“我可是御前行走,要是真来几个腌臜泼皮,定把他们治得服服帖帖。”
明珠已经十七岁,该懂得的事情他都懂,在两年前,他额娘就有意无意地说过贞儿想要嫁给他,只是他从来没有对自己表妹动过心思,遂只能装成不解风情,傻不愣登的样子。
“明哥哥真厉害!”
说罢又挽起他的手臂,远远看去,还真像是一对。明珠面上虽风平浪静,其实心里却在想着怎么挣脱。
好巧不巧,就在这节骨眼上,居然碰见了索额图,两人同为御前行走,却一直不对付。
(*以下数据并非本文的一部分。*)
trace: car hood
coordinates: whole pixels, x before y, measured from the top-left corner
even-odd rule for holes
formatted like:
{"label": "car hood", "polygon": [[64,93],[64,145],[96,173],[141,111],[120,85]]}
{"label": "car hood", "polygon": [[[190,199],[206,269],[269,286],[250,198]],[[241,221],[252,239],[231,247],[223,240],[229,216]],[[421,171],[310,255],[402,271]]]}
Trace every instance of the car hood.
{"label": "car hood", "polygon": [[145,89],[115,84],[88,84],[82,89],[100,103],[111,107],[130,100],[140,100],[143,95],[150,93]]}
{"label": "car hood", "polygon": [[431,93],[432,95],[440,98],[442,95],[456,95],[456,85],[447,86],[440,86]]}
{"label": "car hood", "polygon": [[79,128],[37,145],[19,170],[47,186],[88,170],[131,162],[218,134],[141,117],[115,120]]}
此刻那小子步态漂浮,眼神涣散,多亏一个小斯扶着才没直接扑在地上,瞧这模样,想来是被灌了不少,见了明珠,说话也顾不上体面了:
“月上柳梢头,人约黄昏后,明兄好兴致,就不怕五格格知道了生气吗?哈哈哈哈哈!”
现在明珠成了大内侍卫们的饭后笑谈,娶一个悍妇,日子可怎么过,要多憋屈有多憋屈。
嘲笑过后,索额图朝着明珠走了过来,还没走近,明珠就闻见一阵浓烈的酒味,除此之外,比酒味更刺鼻的是他身上的脂粉香,这是八大胡同姑娘们专用的香,闻多了,容易使人意乱情迷,控制不住想要大放情怀。
“美酒佳人,我哪有索兄风流快活,只是我方才看见索尼大人正四处找寻你,要不要我回去禀报一下你的位置?”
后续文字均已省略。